我们在 DEVICE 上运行模型，并收集在 DEVICE 上执行本地 MHA 和稀疏性支持的配置文件信息：

第一次运行采用传统（“慢路径”）执行方式。
第二次运行使用 model.eval()将模型置于推理模式，并使用 torch.no_grad() 关闭梯度收集，从而启用 BT fastpath 执行。

在 GPU 上执行时，你应该会看到明显的提速，尤其是包含稀疏性的大输入批次设置：

model.to(DEVICE)
model_input = model_input.to(DEVICE)

print("slow path:")
print("==========")
with torch.autograd.profiler.profile(use_cuda=True) as prof:
  for i in range(ITERATIONS):
    output = model(model_input)
print(prof)

model.eval()

print("fast path:")
print("==========")
with torch.autograd.profiler.profile(use_cuda=True) as prof:
  with torch.no_grad():
    for i in range(ITERATIONS):
      output = model(model_input)
print(prof)

Summary

In this tutorial, we have introduced fast transformer inference with Better Transformer fastpath execution in torchtext using PyTorch core Better Transformer support for Transformer Encoder models. We have demonstrated the use of Better Transformer with models trained prior to the availability of BT fastpath execution.
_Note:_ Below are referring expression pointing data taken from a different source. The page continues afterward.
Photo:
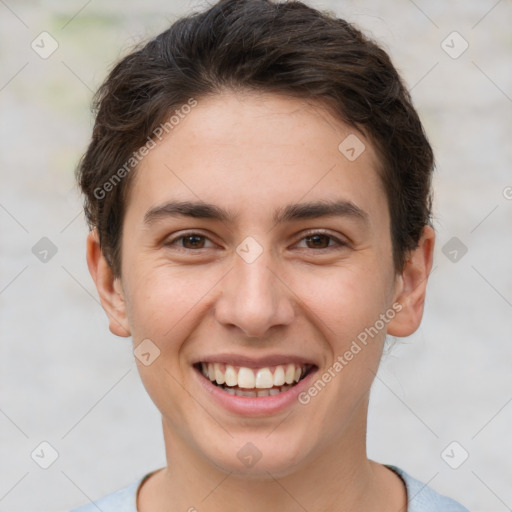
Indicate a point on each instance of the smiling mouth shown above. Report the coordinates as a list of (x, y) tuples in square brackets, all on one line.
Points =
[(254, 382)]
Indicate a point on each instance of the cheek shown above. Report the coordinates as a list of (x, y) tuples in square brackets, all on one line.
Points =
[(346, 300), (164, 300)]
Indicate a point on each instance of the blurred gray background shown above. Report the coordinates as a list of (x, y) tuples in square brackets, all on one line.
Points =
[(65, 380)]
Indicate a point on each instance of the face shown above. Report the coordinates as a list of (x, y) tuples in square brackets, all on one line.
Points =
[(255, 254)]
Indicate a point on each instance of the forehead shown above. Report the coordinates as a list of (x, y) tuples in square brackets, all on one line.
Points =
[(251, 153)]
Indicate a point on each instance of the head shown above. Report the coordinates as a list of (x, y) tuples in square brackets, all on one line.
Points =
[(258, 191)]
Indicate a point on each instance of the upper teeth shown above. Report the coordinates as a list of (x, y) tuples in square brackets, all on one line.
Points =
[(248, 378)]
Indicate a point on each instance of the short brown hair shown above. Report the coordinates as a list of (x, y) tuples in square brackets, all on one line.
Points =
[(264, 46)]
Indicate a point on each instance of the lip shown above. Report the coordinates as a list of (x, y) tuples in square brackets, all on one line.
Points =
[(254, 406), (256, 362)]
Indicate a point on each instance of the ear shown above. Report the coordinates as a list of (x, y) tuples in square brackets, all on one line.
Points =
[(109, 287), (411, 286)]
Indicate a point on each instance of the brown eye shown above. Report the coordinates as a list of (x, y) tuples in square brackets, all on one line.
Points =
[(318, 241), (193, 241), (189, 242)]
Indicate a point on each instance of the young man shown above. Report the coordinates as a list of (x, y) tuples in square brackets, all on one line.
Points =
[(258, 188)]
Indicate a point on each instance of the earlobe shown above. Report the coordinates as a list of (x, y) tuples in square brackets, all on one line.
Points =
[(411, 286), (108, 286)]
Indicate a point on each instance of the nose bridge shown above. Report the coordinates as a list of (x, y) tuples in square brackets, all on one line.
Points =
[(253, 298)]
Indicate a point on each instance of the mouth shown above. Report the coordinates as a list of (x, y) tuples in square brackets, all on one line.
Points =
[(254, 382)]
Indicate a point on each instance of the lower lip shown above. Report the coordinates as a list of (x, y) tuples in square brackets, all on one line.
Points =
[(255, 406)]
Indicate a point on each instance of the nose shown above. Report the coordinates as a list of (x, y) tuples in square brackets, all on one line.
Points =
[(254, 297)]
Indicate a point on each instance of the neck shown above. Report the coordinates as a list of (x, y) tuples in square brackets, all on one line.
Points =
[(338, 478)]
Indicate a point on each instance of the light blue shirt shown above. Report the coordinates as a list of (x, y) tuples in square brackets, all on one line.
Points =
[(420, 498)]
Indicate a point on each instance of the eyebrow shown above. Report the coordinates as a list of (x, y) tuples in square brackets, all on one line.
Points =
[(288, 213)]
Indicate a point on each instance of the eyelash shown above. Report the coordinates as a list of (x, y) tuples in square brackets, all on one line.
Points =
[(338, 243)]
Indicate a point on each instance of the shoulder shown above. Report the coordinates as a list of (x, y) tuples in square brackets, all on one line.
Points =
[(422, 498), (124, 499)]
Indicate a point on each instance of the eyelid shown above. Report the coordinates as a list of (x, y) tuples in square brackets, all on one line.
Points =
[(339, 242)]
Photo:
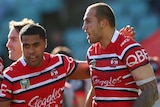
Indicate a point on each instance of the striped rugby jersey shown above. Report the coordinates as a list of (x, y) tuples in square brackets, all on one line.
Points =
[(111, 69), (40, 87)]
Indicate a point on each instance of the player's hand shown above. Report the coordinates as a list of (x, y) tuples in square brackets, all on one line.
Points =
[(128, 31)]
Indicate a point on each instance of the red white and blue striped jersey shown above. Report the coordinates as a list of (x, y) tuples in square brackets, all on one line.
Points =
[(37, 87), (111, 69)]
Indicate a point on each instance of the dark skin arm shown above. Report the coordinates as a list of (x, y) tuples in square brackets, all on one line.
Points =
[(149, 90), (81, 72), (148, 96), (5, 103)]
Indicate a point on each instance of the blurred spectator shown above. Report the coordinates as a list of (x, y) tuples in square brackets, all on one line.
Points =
[(1, 70)]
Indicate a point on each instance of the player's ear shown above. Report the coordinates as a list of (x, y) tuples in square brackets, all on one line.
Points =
[(104, 23)]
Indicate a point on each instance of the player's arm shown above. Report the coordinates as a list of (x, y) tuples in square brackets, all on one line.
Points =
[(81, 72), (89, 98), (145, 79), (5, 103), (128, 31)]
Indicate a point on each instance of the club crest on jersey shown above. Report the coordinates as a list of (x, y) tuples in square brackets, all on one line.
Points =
[(54, 73), (25, 83), (93, 62), (114, 62)]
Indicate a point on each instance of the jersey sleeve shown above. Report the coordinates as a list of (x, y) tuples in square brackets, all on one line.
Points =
[(6, 87), (135, 56), (1, 68)]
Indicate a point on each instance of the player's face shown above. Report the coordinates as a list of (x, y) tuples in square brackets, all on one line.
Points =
[(33, 49), (91, 26), (13, 45)]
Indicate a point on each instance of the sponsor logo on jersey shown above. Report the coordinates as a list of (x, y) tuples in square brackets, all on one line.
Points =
[(125, 41), (138, 57), (25, 83), (48, 101), (108, 82), (54, 73), (114, 62)]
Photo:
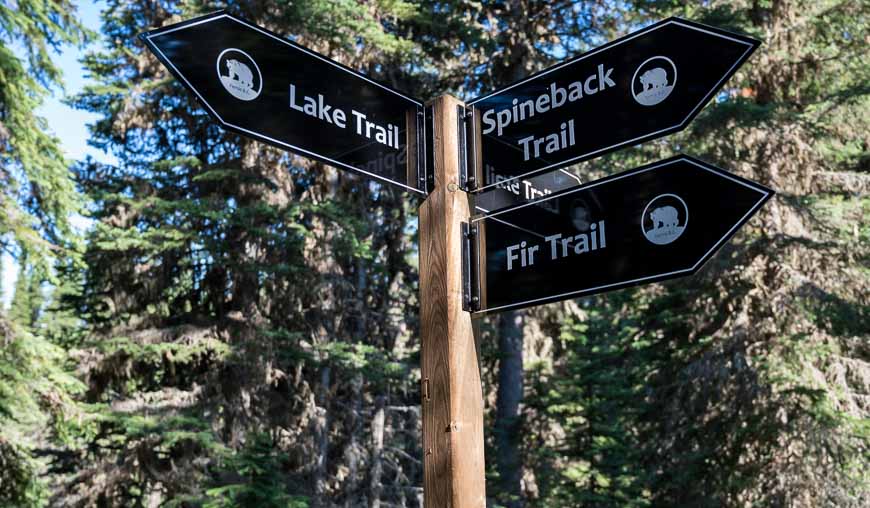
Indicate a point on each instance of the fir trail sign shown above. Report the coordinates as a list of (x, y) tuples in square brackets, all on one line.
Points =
[(644, 86), (652, 223), (263, 86)]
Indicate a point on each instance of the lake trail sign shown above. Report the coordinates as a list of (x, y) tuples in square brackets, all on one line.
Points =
[(643, 86), (652, 223), (263, 86)]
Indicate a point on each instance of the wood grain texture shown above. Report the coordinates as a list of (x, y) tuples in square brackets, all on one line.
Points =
[(453, 413)]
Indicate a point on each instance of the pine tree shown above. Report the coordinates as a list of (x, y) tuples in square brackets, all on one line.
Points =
[(233, 290), (37, 199)]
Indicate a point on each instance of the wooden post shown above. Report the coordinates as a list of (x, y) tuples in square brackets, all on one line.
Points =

We have demonstrated and benchmarked the use of both BT fastpath execution modes, native MHA execution and BT sparsity acceleration.

在本教程中，我们介绍了在 torchtext 中使用 PyTorch 内核 Better Transformer 支持 Transformer Encoder 模型的 Better Transformer fastpath execution 快速变换器推理。我们演示了如何将 Better Transformer 用于 BT 快速路径执行之前训练的模型。我们对 BT fastpath 执行模式、本地 MHA 执行和 BT sparsity 加速两种模式的使用进行了演示和基准测试。